Identity has always been a sticking point in Web3, and now with AI agents everywhere in 2026, the pressure is even higher to stop Sybil attacks. Walrus steps in here. Built as a decentralized storage layer on Sui, Walrus lets people manage credentials securely—on-chain, no less. More than ten million credentials have already moved over through partnerships, turning identity into something you can actually verify and program. That’s why Walrus sits at the heart of trustworthy DeFi and other Web3 spaces.
So, what’s under the hood? Walrus uses erasure coding to keep credential data safe. Basically, it splits a credential file into a bunch of shards plus some parity pieces, then spreads those shards across different nodes. Sui jumps in to register a Proof-of-Availability certificate, so if some shards go missing, you can still put the file back together. Even if a few nodes drop out, your data sticks around, and on-chain events back up its integrity. For something like a one-gigabyte identity dataset, you might end up with thirty shards, but only need twenty to recover everything. It’s a pretty slick way to balance scale and cost.
The WAL token keeps this whole system moving. It pays for storage, and every payment burns half a percent to keep inflation in check. Stakers run the nodes, earning up to fifty percent APR if they keep things online. WAL holders get a say in governance too—they can vote on new features, like adding integrations. Since Walrus launched its mainnet in March 2025, usage has soared, burns have ramped up, and the supply has gotten tighter. That’s driven up value, especially as demand from AI-driven apps keeps climbing.
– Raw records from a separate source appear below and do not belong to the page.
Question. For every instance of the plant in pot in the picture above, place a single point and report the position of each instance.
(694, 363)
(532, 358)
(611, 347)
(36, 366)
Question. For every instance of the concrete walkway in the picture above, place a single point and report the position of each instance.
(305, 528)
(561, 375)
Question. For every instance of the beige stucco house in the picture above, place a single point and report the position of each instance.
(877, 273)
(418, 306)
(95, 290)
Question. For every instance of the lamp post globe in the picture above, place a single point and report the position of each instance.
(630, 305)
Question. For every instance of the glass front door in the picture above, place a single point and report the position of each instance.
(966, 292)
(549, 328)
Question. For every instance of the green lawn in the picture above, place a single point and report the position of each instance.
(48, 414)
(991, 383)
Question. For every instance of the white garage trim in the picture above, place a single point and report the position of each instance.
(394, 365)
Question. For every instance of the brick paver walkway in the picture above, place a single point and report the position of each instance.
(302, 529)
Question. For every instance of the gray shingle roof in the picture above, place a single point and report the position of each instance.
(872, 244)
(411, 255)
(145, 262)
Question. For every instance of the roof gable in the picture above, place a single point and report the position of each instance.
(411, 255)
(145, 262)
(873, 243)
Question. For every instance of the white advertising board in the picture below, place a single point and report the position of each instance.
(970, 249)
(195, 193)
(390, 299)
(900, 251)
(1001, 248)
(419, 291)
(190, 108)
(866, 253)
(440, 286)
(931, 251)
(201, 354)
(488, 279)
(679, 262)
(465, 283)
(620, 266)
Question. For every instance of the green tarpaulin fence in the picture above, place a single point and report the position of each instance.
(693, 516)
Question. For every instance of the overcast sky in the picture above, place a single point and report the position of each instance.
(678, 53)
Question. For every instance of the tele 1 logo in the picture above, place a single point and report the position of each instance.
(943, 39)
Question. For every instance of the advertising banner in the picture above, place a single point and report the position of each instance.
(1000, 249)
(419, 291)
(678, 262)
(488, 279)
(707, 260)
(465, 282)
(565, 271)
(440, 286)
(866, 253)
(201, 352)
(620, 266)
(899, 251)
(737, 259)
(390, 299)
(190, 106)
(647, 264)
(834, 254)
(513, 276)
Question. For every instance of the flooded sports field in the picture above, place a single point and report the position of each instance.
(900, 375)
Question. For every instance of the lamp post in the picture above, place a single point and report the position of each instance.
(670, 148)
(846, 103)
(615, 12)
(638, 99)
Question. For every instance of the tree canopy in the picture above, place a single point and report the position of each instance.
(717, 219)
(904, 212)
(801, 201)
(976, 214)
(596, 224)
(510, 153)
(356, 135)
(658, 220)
The ecosystem keeps expanding. Seal joined in April 2025, using threshold encryption to keep sensitive credentials private. Then in October, Humanity Protocol moved millions of IDs on-chain, making real-time verification possible. Bridges to Solana and Ethereum open the doors to other networks, and Sui’s gas-free stablecoin transfers, which landed in 2026, make identity apps way more accessible.
Picture this: a DeFi platform wants to check user identities. Developers encode credentials using erasure coding and pay WAL tokens for a set period. Shards get spread to staked nodes, while Sui creates a certified blob object. Smart contracts tap these proofs to block Sybil attacks, letting only verified users in. Seal handles privacy, and stakers earn rewards. The result? Secure, smooth lending—no centralized oracles needed.
Walrus keeps evolving to meet Web3’s identity challenges. Hackathons, campaigns, and Binance’s WAL rewards program have powered its growth since 2025. Its storage model supports both AI and compliant DeFi, so builders can finally navigate the regulatory maze.
In the end, Walrus stands out for tough credential storage with erasure coding, the WAL token’s role in burns, staking, and governance, and ecosystem partners like Seal and Humanity pushing privacy and real-world identity use cases—especially as AI takes over.
So, what’s next? How will Walrus’s tools change Sybil resistance for AI DeFi? And where should WAL holders focus next to make sure identity moves easily across chains?